O dispositivo versa sobre a chamada
responsabilidade civil extracontratual (previsão jurídica que regula as situações
não disciplinadas em contrato). Pela cabeça do dispositivo, temos que
a regra geral é a responsabilidade civil subjetiva, que é aquela que
se consubstancia mediante a exigência de culpa lato sensu (dolo ou culpa)

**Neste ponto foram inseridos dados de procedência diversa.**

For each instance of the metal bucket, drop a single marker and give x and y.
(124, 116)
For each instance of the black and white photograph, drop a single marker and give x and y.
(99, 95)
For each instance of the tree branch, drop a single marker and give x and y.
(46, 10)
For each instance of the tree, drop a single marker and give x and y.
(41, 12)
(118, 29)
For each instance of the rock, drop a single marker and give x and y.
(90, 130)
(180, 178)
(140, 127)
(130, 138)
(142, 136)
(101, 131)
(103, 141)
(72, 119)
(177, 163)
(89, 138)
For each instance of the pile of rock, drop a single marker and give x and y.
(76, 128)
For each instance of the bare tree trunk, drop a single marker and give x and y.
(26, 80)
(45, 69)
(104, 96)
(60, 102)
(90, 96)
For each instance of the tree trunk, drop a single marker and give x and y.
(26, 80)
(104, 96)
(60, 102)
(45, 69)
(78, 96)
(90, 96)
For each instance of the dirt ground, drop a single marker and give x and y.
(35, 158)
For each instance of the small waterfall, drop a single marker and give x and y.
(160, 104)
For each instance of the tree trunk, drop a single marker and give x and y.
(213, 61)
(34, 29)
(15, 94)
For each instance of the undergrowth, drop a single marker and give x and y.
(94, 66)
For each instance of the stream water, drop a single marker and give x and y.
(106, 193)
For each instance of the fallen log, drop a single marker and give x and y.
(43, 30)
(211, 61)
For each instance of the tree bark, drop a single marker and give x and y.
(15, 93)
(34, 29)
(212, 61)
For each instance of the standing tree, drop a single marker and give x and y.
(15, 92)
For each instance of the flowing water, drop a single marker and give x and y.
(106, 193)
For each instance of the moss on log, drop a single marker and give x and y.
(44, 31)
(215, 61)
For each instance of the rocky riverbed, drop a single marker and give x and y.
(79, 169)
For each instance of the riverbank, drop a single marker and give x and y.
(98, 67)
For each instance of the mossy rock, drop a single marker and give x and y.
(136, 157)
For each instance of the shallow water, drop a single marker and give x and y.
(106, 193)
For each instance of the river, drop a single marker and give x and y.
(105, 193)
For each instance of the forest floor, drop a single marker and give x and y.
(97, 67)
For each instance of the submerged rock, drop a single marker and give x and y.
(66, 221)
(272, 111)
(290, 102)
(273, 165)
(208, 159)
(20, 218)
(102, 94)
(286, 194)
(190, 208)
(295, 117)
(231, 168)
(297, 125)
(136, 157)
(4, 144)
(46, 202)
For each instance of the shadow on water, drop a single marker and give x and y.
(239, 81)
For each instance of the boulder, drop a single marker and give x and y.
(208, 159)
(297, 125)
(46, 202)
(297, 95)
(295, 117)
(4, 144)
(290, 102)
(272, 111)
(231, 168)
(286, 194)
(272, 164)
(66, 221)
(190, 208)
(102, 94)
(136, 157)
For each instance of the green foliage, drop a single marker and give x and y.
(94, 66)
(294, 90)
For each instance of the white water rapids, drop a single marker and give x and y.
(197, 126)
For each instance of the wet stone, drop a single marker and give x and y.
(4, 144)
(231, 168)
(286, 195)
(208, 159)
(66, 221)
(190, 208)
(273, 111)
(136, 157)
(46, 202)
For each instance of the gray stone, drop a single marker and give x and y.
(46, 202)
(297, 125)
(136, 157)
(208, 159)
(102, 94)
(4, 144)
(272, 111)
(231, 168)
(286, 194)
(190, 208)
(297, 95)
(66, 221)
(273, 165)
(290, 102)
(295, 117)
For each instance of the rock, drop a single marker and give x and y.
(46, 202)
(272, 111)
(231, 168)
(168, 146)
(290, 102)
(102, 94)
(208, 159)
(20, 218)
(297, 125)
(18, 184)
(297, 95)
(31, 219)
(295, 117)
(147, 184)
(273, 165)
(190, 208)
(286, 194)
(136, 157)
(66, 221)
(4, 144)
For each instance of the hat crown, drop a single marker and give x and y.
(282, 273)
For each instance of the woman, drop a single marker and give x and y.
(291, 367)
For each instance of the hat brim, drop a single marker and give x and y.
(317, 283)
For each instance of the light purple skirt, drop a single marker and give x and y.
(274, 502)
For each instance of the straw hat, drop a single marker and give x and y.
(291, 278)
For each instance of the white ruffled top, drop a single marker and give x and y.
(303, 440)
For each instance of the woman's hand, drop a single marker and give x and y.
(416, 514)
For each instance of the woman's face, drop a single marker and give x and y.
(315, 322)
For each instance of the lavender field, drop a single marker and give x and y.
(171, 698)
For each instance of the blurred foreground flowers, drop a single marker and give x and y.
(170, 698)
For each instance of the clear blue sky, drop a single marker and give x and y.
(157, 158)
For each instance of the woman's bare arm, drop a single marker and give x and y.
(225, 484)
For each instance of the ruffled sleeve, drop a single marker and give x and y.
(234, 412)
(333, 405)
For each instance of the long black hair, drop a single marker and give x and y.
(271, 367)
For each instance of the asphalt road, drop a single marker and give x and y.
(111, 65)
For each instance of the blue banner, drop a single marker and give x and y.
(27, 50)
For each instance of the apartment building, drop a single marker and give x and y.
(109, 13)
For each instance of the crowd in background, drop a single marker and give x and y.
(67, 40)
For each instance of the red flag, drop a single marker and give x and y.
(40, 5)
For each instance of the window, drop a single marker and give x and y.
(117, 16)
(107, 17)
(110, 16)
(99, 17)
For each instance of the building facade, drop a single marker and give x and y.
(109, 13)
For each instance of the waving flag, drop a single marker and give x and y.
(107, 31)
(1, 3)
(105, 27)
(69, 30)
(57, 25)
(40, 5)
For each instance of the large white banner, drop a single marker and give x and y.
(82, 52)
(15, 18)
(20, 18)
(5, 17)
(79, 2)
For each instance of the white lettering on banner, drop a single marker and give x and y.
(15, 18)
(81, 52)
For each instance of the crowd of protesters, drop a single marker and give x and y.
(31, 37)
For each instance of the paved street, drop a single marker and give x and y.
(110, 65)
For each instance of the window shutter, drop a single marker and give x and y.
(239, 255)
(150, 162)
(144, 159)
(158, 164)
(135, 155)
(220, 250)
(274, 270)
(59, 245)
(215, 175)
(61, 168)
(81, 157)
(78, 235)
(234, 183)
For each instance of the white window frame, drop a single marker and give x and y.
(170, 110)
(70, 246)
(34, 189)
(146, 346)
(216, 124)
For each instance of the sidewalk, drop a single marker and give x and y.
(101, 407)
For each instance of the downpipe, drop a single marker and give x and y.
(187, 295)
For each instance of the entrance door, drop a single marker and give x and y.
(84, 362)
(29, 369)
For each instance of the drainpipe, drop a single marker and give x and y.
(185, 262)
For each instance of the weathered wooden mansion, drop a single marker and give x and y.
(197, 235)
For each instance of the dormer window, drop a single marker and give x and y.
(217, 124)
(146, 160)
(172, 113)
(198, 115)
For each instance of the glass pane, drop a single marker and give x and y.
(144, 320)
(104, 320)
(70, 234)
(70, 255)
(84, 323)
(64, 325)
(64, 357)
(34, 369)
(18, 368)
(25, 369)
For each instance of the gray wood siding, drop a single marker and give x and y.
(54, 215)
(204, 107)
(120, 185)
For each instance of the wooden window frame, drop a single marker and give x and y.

para a responsabilização do causador do dano. A exceção fica por conta do
parágrafo único, onde o legislador previu a responsabilidade civil
objetiva, que é aquela que dispensa a perquirição de culpa na análise
da conduta do agente. Por se cuidar de uma exceção, só haverá
responsabilização objetiva em duas circunstâncias: (1) nos casos
especificados em lei; e (2) quando a atividade normalmente desenvolvida
pelo autor do dano implicar, por sua natureza, riscos para os direitos de
outrem.
É justamente essa última hipótese que
se amolda ao Direito Ambiental. A atividade do empreendedor, que
intervém para transformar a natureza, implica risco de degradação do meio
ambiente, que é direito fundamental da coletividade (CF, art. 225). Natural
supor, portanto, que a responsabilidade civil, em matéria ambiental, seja
objetiva.
No art. 4º, VII, 1º parte, da Lei
6.938/81 (Lei da Política Nacional do Meio Ambiente - LPNMA), encontra-se a
previsão do cabimento da responsabilidade civil no Direito Ambiental (grifo
meu):
Art 4º - A Política Nacional do
Meio Ambiente visará:
I - à compatibilização do desenvolvimento econômico-social com a preservação da
qualidade do meio ambiente e do equilíbrio ecológico;
II - à definição de áreas prioritárias de ação governamental relativa à
qualidade e ao equilíbrio ecológico, atendendo aos interesses da União, dos
Estados, do Distrito Federal, dos Territórios e dos Municípios;
III - ao estabelecimento de critérios e padrões de qualidade ambiental e de
normas relativas ao uso e manejo de recursos ambientais;
IV - ao desenvolvimento de pesquisas e de tecnologias nacionais orientadas para
o uso racional de recursos ambientais;
V - à difusão de tecnologias de manejo do meio ambiente, à divulgação de dados
e informações ambientais e à formação de uma consciência pública sobre a
necessidade de preservação da qualidade ambiental e do equilíbrio ecológico;
VI - à preservação e restauração dos recursos ambientais com vistas à sua
utilização racional e disponibilidade permanente, concorrendo para a manutenção
do equilíbrio ecológico propício à vida;
VII - à imposição, ao poluidor e ao
predador, da obrigação de recuperar e/ou indenizar os danos causados e, ao
usuário, da contribuição pela utilização de recursos ambientais com fins
econômicos.
Adiante, no mesmo diploma, o legislador foi
ainda mais enfático ao explicitar que, em sede de matéria ambiental, a responsabilidade
civil é objetiva. Vejamos o teor do §
1º do art. 14 da LPNMA (grifo meu):
§ 1º - Sem obstar a aplicação das penalidades
previstas neste artigo, é o poluidor obrigado, independentemente da existência de culpa, a indenizar ou reparar os
danos causados ao meio ambiente e a terceiros, afetados por sua atividade. O
Ministério Público da União e dos Estados terá legitimidade para propor ação de
responsabilidade civil e criminal, por danos causados ao meio ambiente.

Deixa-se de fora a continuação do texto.